Takahara Akio, professor of contemporary Chinese politics, University of Tokyo2012/01/27
The continuing recession in Europe and the United States reverberates ominously throughout the world. China appears to be doing well amid it all, and yet from within a sense of being blocked off from a future of promise is building.
Prices are rising, but the incomes of many people are not increasing. Corruption and the need for connections to get things done is pervasive, and as the social strata become increasingly fixed, the income gap is only growing. People’s awareness of their rights has grown, but there is nothing to brake the abuses of power by officialdom. Will dissatisfaction build up to a boiling point? Or will it be possible to bleed off the excess steam and keep things on an even keel? The key lies in the way information circulates.
At the time of the Tunisian Jasmine Revolution (which lasted 30 days from the end of 2010 to the middle of January 2011) rebels utilized new media such as Facebook. In spring in China a curious term began to appear on the Internet, consisting of only the top part of three characters. When written in full, the characters read mo li hua (jasmine), a word that had quickly been made subject to government censorship. The truncated characters served as code for “jasmine” in the unceasing tug-of-war in cyberspace between the authorities and netizens in China.
At the same time, in the wake of the wave of anger expressed via the Internet over the handling of the rescue effort following the Wenzhou July 23 high-speed train accident in China’s eastern province of Zhejiang, the government had the train car that had been buried dug up and replaced the railway ministry spokesman for making inappropriate statements. Even television broadcasters, newspapers, and other conventional media were on the side critical of the railway ministry.
The way information circulates is a major issue in foreign relations as well. The anti-Japan demonstrations of October 2010 were organized through the Internet and cell phones. The previous month, a picture of a Japanese Coastguard patrol boat ramming into the side of a Chinese fishing vessel (when in fact the fishing boat rammed the patrol boat) was posted on the Xinhuanet news, an information web site run by the official New China News Agency. Regarding issues involving nationalist sentiment, those who try to engage in calm discussion are always a minority.
There are some signs of a change in this situation, however. At the August 2011 Beijing-Tokyo Forum, the editor-in-chief of a certain newspaper expressed her regret that her paper had reprinted the picture of the September 2010 boat collision that appeared on the Xinhuanet without checking its accuracy. One year after the incident, we also saw an article, in a newspaper that ordinarily publish pieces fanning the flames of anti-Japanese sentiment, saying that too many anti-Japanese war movies could result in portraying Japan as an enemy on whom to take revenge and be disadvantageous at a time when China wants to achieve healthy relations with Japan.

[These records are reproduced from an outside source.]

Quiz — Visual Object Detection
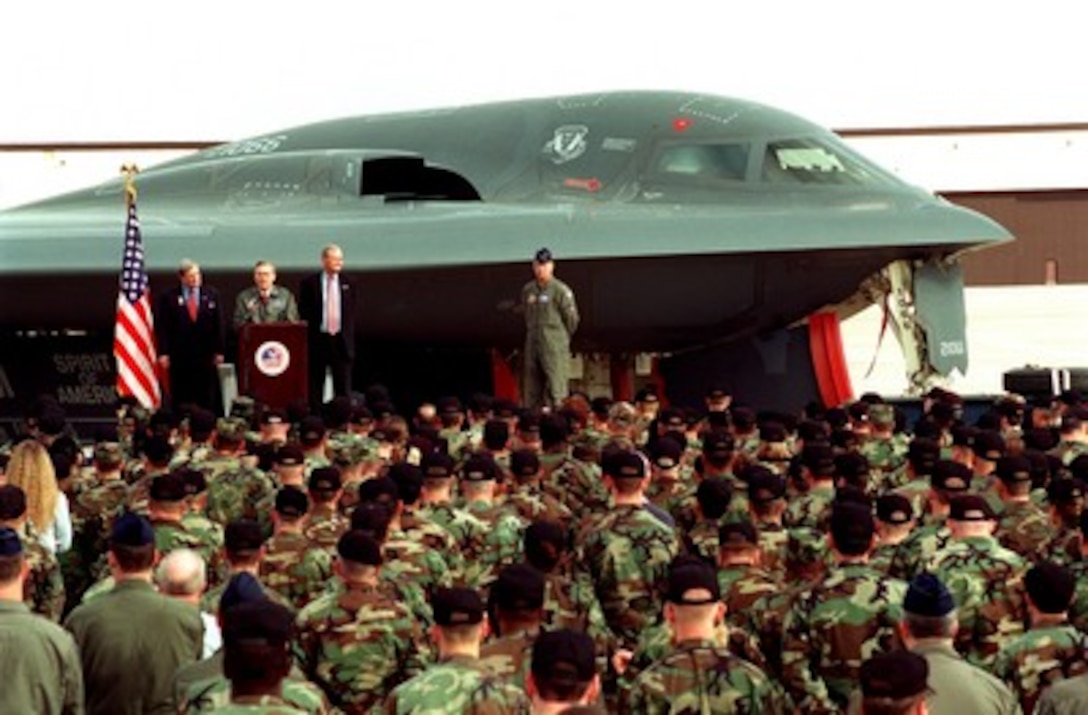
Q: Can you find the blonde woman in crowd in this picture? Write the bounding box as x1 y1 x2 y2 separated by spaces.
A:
7 440 72 554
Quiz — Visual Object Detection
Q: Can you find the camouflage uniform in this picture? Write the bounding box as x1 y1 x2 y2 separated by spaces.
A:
198 457 275 525
993 502 1055 560
463 502 526 589
929 537 1027 668
293 583 423 713
302 504 351 554
718 564 782 627
541 457 608 519
177 670 333 715
413 503 487 583
384 655 531 715
887 519 952 581
503 483 574 531
382 529 454 600
782 564 906 713
993 624 1088 713
578 506 679 644
402 507 465 582
782 484 834 531
1066 559 1088 633
17 525 64 622
621 641 789 715
480 630 536 690
260 531 333 609
753 519 790 581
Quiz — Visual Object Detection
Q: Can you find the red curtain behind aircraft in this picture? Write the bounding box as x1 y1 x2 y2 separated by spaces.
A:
808 312 854 407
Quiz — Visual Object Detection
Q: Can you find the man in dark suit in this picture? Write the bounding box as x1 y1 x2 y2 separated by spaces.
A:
154 259 225 415
298 245 356 407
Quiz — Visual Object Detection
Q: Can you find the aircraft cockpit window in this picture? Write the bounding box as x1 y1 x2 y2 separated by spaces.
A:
653 144 752 182
763 139 883 185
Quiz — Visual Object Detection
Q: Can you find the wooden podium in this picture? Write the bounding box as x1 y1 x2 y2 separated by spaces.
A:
238 321 309 408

New media have developed that now allow individuals to disseminate information via the Internet. Some journalists, tossed about by the forces of nationalism and commercialism, have begun to try to evaluate issues dispassionately and make judgments on their own. Nationalism is effective in unifying people, but an overdose can also be gravely destabilizing. Even the members of the central leadership of China cannot agree on the proper prescription.
The Chinese media are in a state of flux, the root of which lies in the pent-up discontent of the people. We Japanese must take care that we do not inadvertently arouse misunderstanding by ill-considered words or deeds.